「ヴィッセル神戸の夢を語ろう」に参加して
今シーズンから楽天などのネットショッピングを展開しているクリムゾン・グループに経営権が譲渡されたヴィッセル神戸が、サポーターや一般市民を募ってミーティングを行うということで、後輩Tくんに連れて行ってもらった。これこそ私にとって、さらにはハウにとっても最も大事な「現場に行っていろいろ考えよう」シリーズの一環である。こうしてヴィッセルのサポーターのフリをしながら、私はひとりのJリーグファンとして真剣に臨んだ。

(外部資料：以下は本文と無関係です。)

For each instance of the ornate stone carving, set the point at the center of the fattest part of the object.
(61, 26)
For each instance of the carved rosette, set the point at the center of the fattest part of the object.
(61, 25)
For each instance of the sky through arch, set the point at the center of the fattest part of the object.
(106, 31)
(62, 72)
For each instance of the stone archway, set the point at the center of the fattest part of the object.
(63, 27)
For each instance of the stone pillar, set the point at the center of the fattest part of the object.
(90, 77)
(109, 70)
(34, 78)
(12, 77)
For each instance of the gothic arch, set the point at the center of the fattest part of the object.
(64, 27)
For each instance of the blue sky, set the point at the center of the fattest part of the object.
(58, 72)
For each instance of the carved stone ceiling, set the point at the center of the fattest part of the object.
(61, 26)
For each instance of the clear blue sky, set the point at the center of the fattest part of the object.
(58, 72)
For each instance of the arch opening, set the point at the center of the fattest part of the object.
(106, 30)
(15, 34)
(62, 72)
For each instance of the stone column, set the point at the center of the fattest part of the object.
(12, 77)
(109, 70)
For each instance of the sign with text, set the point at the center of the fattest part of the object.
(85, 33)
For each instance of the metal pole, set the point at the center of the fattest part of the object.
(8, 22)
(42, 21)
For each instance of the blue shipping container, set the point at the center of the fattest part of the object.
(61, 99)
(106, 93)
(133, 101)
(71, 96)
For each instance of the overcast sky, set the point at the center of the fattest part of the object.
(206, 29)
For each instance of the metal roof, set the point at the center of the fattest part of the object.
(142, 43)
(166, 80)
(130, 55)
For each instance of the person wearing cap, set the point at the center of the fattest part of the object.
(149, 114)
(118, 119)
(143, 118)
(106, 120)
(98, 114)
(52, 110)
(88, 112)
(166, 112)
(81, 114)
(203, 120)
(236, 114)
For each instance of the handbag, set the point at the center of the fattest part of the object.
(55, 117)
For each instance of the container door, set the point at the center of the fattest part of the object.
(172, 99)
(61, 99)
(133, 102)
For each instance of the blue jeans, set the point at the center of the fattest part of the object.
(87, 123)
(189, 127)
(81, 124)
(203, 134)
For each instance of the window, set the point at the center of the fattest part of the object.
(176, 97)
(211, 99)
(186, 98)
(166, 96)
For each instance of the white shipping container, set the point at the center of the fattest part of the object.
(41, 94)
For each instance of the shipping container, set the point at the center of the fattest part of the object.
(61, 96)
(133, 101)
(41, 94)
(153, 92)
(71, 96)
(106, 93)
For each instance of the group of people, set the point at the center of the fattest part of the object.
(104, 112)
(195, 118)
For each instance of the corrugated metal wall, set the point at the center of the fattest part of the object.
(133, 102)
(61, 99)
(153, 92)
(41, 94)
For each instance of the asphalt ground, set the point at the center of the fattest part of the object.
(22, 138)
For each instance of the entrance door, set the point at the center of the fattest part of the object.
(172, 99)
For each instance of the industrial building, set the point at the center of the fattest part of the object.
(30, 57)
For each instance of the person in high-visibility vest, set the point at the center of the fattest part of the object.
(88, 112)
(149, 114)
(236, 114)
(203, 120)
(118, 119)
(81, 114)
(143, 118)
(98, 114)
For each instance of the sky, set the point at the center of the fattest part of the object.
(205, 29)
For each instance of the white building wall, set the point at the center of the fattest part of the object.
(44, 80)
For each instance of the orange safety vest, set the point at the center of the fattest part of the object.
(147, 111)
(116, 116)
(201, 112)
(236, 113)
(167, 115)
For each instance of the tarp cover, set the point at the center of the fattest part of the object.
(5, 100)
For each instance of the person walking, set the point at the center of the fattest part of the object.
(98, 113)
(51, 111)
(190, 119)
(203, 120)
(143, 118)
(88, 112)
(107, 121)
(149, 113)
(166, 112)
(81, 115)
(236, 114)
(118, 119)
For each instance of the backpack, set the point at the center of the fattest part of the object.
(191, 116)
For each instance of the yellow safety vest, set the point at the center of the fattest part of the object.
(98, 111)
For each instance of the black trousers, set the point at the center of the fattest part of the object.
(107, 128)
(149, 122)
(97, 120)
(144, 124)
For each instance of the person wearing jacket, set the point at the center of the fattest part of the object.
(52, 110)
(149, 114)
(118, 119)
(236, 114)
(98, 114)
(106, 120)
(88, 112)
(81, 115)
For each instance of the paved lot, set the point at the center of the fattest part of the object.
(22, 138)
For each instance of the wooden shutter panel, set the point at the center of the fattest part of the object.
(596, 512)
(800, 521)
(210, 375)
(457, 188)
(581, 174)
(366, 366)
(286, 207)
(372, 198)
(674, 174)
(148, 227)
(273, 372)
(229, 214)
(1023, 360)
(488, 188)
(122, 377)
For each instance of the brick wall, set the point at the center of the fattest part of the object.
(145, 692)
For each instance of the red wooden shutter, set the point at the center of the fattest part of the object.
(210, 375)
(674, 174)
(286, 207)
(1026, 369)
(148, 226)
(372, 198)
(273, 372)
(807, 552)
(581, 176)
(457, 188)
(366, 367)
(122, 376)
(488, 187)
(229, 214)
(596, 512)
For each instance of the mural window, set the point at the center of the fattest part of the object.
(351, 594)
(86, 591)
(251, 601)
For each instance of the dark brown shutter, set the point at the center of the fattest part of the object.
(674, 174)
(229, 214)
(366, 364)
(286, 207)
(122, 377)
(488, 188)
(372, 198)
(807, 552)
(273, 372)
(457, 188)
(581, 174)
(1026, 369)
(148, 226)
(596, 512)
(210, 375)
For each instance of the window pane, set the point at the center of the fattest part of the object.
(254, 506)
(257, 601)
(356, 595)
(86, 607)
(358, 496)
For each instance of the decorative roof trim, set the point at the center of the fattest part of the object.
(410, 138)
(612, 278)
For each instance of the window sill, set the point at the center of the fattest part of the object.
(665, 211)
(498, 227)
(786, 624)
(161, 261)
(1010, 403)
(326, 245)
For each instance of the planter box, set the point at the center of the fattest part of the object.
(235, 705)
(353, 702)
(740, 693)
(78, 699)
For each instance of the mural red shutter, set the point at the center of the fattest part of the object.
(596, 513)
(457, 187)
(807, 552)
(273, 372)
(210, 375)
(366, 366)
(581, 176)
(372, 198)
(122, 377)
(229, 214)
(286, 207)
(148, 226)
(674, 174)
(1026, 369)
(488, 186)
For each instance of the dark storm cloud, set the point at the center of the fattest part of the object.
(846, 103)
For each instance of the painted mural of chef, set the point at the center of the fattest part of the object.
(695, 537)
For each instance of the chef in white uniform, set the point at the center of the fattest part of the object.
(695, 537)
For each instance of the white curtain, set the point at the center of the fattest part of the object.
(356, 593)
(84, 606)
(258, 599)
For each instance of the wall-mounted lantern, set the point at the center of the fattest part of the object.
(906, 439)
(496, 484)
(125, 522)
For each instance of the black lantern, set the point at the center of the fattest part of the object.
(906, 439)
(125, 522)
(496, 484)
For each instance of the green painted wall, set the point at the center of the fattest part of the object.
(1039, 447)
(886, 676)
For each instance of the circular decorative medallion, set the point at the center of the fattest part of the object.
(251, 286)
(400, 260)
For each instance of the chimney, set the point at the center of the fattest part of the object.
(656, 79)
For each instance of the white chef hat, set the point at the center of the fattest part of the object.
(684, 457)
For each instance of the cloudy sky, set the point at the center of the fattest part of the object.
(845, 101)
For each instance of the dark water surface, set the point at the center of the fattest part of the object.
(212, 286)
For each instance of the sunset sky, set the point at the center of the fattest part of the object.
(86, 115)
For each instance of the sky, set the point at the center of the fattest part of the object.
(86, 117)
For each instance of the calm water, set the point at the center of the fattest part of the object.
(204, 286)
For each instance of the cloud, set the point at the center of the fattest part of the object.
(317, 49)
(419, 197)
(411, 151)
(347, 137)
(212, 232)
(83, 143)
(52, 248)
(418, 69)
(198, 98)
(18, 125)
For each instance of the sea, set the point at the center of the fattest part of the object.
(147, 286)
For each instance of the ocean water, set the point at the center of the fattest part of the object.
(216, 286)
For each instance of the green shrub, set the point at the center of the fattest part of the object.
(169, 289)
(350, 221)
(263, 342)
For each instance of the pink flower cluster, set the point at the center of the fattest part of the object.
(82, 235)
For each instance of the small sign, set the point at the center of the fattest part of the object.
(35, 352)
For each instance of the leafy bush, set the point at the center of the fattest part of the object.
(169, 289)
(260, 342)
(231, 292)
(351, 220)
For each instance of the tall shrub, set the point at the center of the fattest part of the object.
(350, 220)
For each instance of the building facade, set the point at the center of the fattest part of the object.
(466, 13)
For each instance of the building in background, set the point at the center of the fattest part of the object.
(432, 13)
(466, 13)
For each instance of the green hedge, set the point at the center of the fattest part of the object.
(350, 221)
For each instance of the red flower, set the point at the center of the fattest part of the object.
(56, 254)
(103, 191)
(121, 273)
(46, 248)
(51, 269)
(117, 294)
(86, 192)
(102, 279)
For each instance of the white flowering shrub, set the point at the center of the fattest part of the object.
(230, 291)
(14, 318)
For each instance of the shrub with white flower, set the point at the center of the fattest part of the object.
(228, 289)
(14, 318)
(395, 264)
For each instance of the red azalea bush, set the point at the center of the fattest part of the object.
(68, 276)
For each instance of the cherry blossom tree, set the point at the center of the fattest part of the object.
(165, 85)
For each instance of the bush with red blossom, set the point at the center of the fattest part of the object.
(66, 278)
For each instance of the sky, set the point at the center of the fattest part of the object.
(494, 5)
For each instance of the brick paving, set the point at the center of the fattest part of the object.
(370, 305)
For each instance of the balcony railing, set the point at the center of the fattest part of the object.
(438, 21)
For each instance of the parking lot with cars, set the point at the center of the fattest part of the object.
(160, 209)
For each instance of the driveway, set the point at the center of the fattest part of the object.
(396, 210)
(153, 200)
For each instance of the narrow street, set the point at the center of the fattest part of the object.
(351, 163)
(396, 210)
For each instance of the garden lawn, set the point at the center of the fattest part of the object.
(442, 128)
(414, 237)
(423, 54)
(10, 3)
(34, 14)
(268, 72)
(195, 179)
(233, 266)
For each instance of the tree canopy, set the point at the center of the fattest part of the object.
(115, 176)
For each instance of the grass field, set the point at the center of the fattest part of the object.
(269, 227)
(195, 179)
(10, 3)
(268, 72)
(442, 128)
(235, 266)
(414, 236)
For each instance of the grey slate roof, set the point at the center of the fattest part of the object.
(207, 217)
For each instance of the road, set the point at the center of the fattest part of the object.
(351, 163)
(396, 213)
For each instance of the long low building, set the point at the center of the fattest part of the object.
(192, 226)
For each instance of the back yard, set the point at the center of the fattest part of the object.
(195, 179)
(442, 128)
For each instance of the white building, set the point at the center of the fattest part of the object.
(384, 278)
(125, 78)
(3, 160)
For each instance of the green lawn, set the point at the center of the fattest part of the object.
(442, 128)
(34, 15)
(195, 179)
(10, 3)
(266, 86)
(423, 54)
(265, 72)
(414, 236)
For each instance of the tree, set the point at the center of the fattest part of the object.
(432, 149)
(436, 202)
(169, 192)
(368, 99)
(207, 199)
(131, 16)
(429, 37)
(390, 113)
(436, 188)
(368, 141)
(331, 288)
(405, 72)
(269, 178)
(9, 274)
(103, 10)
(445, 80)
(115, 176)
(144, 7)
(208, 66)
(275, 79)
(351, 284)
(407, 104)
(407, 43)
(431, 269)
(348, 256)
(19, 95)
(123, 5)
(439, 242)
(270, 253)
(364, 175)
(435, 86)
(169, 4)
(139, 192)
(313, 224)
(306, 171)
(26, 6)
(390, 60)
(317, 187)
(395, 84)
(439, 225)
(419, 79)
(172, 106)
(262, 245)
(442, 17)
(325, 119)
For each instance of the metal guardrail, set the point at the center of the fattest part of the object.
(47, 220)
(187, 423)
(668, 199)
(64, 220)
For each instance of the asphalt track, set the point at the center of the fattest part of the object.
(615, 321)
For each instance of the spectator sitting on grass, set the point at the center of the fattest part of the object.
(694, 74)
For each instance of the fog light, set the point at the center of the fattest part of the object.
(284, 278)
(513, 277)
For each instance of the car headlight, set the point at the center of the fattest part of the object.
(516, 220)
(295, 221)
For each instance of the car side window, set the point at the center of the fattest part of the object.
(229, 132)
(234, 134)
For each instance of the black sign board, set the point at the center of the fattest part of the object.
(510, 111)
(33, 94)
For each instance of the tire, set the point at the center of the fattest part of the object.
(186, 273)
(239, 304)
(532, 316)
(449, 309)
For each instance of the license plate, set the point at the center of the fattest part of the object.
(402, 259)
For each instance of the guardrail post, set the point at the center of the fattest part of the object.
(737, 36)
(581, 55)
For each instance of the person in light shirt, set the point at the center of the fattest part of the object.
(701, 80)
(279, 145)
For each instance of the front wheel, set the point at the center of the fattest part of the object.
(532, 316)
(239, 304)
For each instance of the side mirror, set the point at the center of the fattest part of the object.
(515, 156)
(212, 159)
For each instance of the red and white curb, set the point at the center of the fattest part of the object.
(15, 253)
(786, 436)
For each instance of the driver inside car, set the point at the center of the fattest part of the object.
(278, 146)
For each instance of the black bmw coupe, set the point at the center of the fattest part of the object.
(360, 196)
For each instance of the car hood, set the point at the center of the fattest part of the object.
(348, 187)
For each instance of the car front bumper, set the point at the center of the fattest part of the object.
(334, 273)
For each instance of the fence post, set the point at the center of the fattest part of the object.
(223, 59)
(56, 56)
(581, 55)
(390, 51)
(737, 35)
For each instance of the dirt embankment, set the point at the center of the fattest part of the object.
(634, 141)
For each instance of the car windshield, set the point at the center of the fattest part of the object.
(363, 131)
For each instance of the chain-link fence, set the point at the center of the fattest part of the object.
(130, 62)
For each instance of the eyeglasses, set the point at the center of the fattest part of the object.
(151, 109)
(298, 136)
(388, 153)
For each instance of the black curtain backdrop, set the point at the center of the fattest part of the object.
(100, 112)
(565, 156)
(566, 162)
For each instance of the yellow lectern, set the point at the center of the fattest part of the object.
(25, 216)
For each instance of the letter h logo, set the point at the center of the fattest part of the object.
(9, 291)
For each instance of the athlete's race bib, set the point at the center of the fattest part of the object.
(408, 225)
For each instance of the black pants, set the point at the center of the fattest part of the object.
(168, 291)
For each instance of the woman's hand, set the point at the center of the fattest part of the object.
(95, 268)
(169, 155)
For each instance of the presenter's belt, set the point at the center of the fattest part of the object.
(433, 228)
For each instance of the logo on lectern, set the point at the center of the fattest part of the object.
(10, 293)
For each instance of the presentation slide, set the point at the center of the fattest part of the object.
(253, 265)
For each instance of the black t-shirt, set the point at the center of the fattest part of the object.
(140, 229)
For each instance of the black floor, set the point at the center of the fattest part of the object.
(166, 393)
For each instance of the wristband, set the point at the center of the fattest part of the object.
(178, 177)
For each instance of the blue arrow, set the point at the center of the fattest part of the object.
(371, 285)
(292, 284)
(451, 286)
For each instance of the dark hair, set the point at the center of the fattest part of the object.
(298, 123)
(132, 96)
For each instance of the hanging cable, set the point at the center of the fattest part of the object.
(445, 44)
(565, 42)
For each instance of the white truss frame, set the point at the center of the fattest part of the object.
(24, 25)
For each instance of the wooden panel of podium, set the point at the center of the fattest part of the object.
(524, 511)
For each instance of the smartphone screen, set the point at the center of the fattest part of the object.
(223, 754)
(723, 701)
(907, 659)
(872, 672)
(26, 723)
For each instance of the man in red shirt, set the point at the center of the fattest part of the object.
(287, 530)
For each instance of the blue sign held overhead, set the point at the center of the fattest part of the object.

今シーズンからクリムゾングループという一企業がサッカークラブの運営に手を出したことから、そこで行われたプレゼンは、それはそれは見事なビジネスモデルであった。補強をし、選手層を充実させて、試合に勝てば、お客さんが増え、それで収益もあがり、さらに投資が可能となり、選手が充実し・・・という成功のサイクルを示し、これからは神戸だけでなく全国区の人気を経て、夢は世界に通用するクラブチームにしていく、ということだ。
その発想、あたりまえすぎて、ちっとも面白くなかった・・・
そもそもスポーツチームの運営は、ビジネスモデルがそのまま適合できるものかどうかというのが微妙な問題だと思える。どんなに良質の製品(選手スタッフ、設備など)を取り揃えても、スポーツである以上、負け続けるときは負け続ける。そして最も重要なのは、負け続けても、それでも一定数のサポーターは、なんとスタジアムに通い続けるのである。この現象を、ビジネスモデルでは説明できないのである。サッカーという現象は、そういう不可思議な要因に満ち溢れすぎているのだ。そして僕が本当に知りたいのは、成功のサイクルではなく「負け続けるサイクル」にハマってしまった場合、つまりのところ、仮に今後100年間、ヴィッセル神戸が赤字続きになったとして、そこで営利を追求していく企業としては、どのような対応を示せるのかということである。
そして、「これからは全国区、世界規模の人気チームに」という「目標」は、インターネット利用を主軸に商売している会社がやる以上、あまりにも当然すぎる発想で、そこにも歯がゆさを感じずにはいられなかった。そうじゃなくて、だからこそ「今、この神戸というローカル」に対して、企業はどのようにスタンスを取るのかということが、いまいち掴めなかった。地元より県外で人気のあるクラブチームなんていうものが出来上がってしまってもいいのだろうか。そう思うと、地域密着を旗印とした「百年構想」を唱えるJリーグ傘下のチームにおいて経営を担う親会社がネット販売で成長したという事実が、なんとも皮肉に思えてきてしょうがなかった。 ネット時代のビジネス戦略は、果たしてローカルなスポーツ文化をどこまで活性化できるのか、これはすごい実験でもあるのだ。